Manchester Evening News

Festival goer’s Kinder surprise

REVELLER CAUGHT SMUGGLING DRUGS INSIDE HER BODY BY STAFF

- By LINDA ROUGHLEY newsdesk@men-news.co.uk @MENnewsdes­k

A YOUNG festival-goer was caught smuggling in Class A and B drugs hidden in Kinder eggs inside her body.

Charlotte Williams, 20, ignored prominent warning signs about taking drugs into Creamfield­s music festival in Cheshire, attempting to smuggle in nearly £2,000 worth of drugs stashed inside her.

She was caught out after she was quizzed by security staff when she arrived at the Warrington site with a four-day pass, Liverpool Crown Court heard.

The pub chef admitted that she had drugs hidden on herself and pulled out a Kinder Egg from her genital area.

She denied she had anything else but when told she would be strip searched she produced another Kinder Egg from the same location.

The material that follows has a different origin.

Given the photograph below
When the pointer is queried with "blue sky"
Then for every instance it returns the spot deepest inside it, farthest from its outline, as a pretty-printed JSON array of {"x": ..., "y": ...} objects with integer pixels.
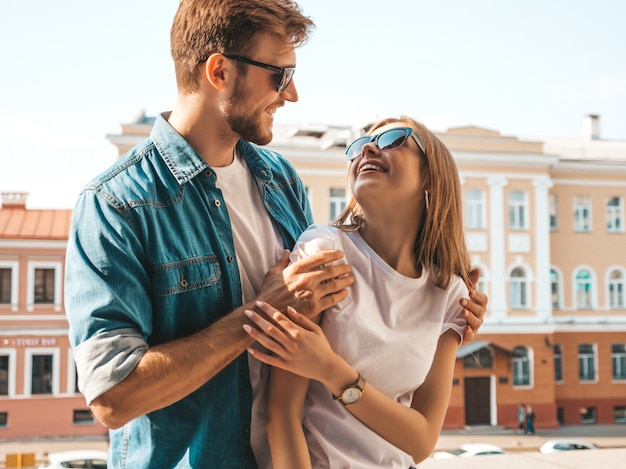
[{"x": 73, "y": 70}]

The court heard that she asked if she would be in trouble and when told it would depend if it was for personal use she said it was not.

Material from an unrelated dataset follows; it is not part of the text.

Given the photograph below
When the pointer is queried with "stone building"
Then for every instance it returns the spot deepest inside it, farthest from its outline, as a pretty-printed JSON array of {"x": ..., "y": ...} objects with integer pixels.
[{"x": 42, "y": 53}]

“She was asked how much and she said there was a fair bit and it was not for her but brought them in for someone else,” Gerald Baxter, prosecutin­g, said. The eggs were found to contain 19 small snap bags and two large snap bags which contained 25 grams of ketamine and three and a half grams of cocaine, he added.

The ketamine was worth £1,500 and the high purity cocaine had a street value of £300.

When interviewe­d by police, the court heard Williams said she ‘did not accept’ she would supply any of the drugs to anyone else.

“I would not have sold or even shared them,” she said. “They were for my own personal use.”

But Mr Baxter said she had pleaded guilty to possessing cocaine with intent to supply on the basis she should have shared it. She admitted possessing the ketamine with intent to supply on the basis that just under half was “a retail quantity” and the rest was to share with her friend.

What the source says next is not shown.